Set pieces becoming second nature for U.S.



The Associated Press

PHILADELPHIA - There was a weakness in U.S. women's soccer, and coach April Heinrichs has been trying to cure it for years. It looks like she has, because the Americans have been sensational on set pieces in the World Cup.

Through two victories, the United States has scored six of its eight goals off either corner kicks, free kicks or penalty kicks. Mia Hamm, reaffirming herself as the best player in the game, has played a role in five of them: three assists on corners, one free-kick goal and one on a penalty kick.

"At this level," Hamm said, "it's very important to be strong on set pieces. It's something we've worked on."

Indeed, Heinrichs has paid special attention to it. The Americans already were as good as anyone in the run of action with their attacking, often creative style. But they were not as dangerous on plays emanating from stoppages.

"For the past few years, April has done a wonderful job of keeping our goals written down," forward Abby Wambach said, speaking of objectives, not the number of balls that go into the net. "She put it in ink and talked about what kind of percentage of success we want to have on set pieces.

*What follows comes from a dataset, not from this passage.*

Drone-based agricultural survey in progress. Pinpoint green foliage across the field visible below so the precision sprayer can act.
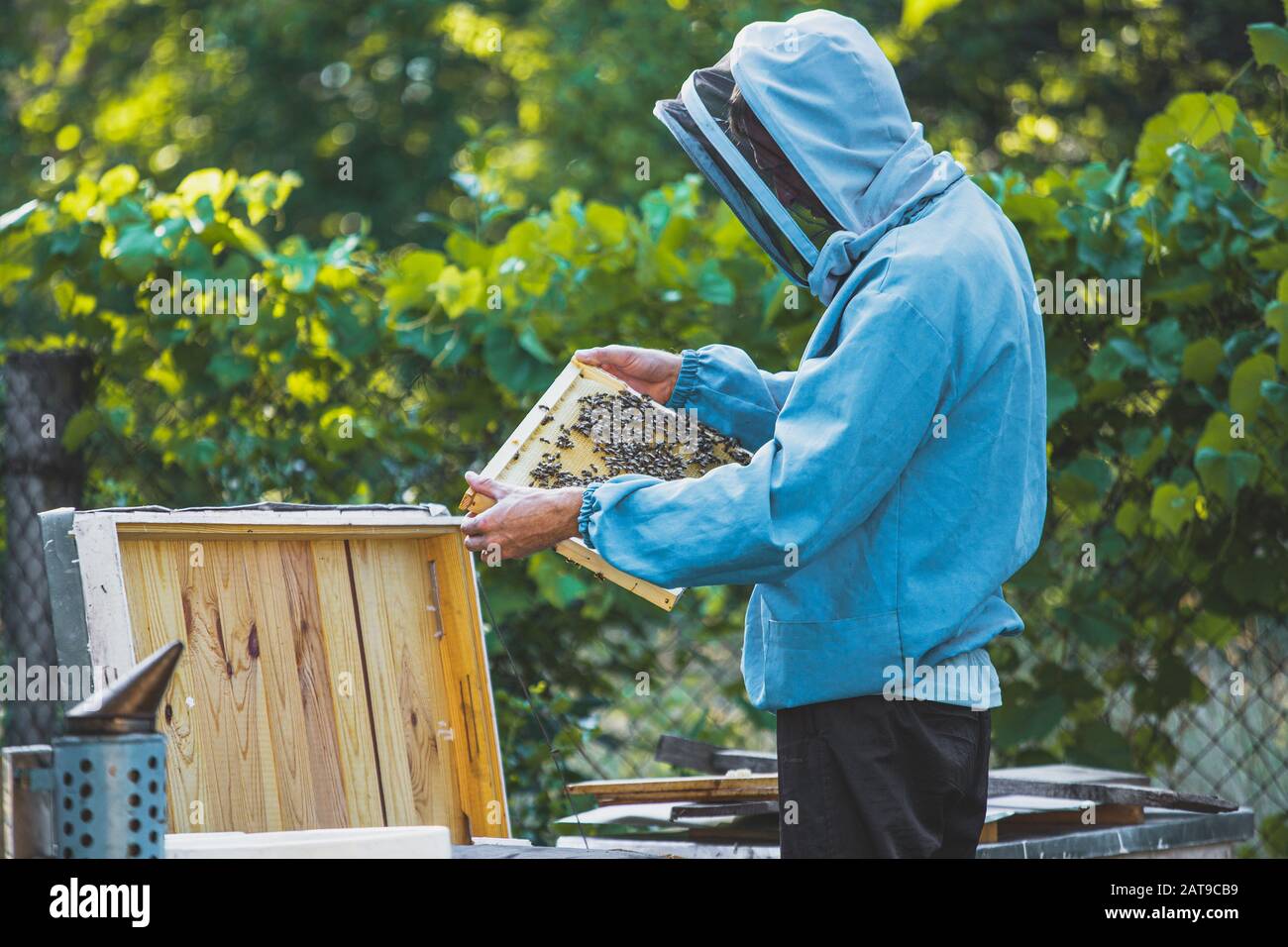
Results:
[0,0,1288,834]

"Even if we don't get a ton of goals in a game, we are being successful in the goals we set as important."

But they are getting a ton of goals, winning 3-1 and 5-0. Heading into today's game in Columbus against a shorter, less-experienced North Korea, more goals off set plays are a distinct possibility.

Heinrichs was beaming after Thursday's game when asked about the success off set pieces.

"This team's strength is heading and to score four goals off set pieces, that is a big achievement," she said. "We wanted battlers on the field against Nigeria - in the air, on the ground - and to have the ability to do well off set plays.

"We need to be powerful, fearless, aggressive and athletic."